Sir Owain le había repetido mil veces lo mismo durante aquel tiempo en que era el único noble de todo el planeta, el único con quien ella podía hablar. Le recordó los cadáveres calcinados de las ruinas de la fortaleza, le recordó el modo en que la pequeña Matilda lloraba durante el asedio de Darova cada vez que un obús alcanzaba los muros; lady Catalina pensó en los verdes bosques de Inglaterra en los que ella había cazado halcones con su esposo y señor, al poco de casarse, y en los años que él ansiaba seguir combatiendo para alcanzar una meta que ella no podía comprender. La baronesa descubrió el rostro, levantó la cabeza hacia las lunas, la fría luz hizo brillar sus lágrimas, y dijo:

—Sí.

Capítulo 19

No puedo decir lo que impulsó a sir Owain a cometer aquella traición. Quizá dos almas se albergaban en su pecho. En lo más profundo de su corazón nunca debió olvidar hasta qué punto había sufrido la patria de su madre a manos del pueblo de su padre. Sus sentimientos eran, sin duda, sinceros en parte cuando le explicó a lady Catalina el terror de la situación, sus dudas sobre nuestra victoria, su amor por su persona y su preocupación por su seguridad. Pero también existía un motivo menos honorable, que quizá empezó siendo tan sólo una idea seductora para ir cobrando fuerza con el tiempo: ¡cuántas cosas se podrían hacer en la Tierra con las armas de Wersgor! Lectores de mi crónica, cuando recéis por las almas de sir Roger y lady Catalina, añadid una palabra para el pobre sir Owain de Montbelle.

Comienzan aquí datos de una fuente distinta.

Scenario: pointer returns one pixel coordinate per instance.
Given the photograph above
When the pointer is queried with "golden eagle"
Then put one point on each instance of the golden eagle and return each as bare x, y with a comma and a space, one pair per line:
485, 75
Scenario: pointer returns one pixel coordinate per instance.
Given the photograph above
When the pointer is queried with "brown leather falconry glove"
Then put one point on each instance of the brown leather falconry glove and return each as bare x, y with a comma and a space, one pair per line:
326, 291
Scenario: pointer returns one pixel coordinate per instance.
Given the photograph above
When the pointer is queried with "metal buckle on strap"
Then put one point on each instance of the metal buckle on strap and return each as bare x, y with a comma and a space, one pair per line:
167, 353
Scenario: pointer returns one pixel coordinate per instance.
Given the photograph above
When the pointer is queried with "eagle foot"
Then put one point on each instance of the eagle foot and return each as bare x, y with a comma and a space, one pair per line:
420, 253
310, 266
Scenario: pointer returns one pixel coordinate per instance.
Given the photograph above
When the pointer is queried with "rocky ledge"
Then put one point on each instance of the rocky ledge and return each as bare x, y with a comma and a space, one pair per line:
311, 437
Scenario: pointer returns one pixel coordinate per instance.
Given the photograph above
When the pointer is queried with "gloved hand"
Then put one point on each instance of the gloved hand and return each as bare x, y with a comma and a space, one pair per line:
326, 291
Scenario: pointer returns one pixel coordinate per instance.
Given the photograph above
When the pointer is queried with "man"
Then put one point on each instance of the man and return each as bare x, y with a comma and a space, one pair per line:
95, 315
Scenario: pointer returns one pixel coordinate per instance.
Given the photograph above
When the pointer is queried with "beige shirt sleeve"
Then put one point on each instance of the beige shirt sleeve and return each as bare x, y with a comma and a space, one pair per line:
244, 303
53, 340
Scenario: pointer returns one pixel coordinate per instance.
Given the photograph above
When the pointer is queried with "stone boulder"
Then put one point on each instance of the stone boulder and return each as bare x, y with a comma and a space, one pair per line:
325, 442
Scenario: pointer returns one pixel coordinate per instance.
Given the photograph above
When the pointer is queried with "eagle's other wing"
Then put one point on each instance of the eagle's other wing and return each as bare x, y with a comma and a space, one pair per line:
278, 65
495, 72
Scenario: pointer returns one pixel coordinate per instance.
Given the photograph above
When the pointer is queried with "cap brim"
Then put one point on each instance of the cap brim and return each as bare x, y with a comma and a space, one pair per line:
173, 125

El felón actuó con audacia e inteligencia, fuera cual fuese la verdad que se desenvolvía en el fondo de su alma. Vigiló de cerca a los wersgorix que llegaron para ayudar a Branithar. Durante las semanas llenas de esfuerzos, mientras se arrancaba de su sueño el saber que Branithar había olvidado para estudiar aparatos y sistemas matemáticos de un ingenio más alto que el de los árabes, el caballero preparó calmada y discretamente el navío del espacio para su marcha. Y había de vigilar continuamente para que el valor de la baronesa, conspiradora con él, no se debilitase.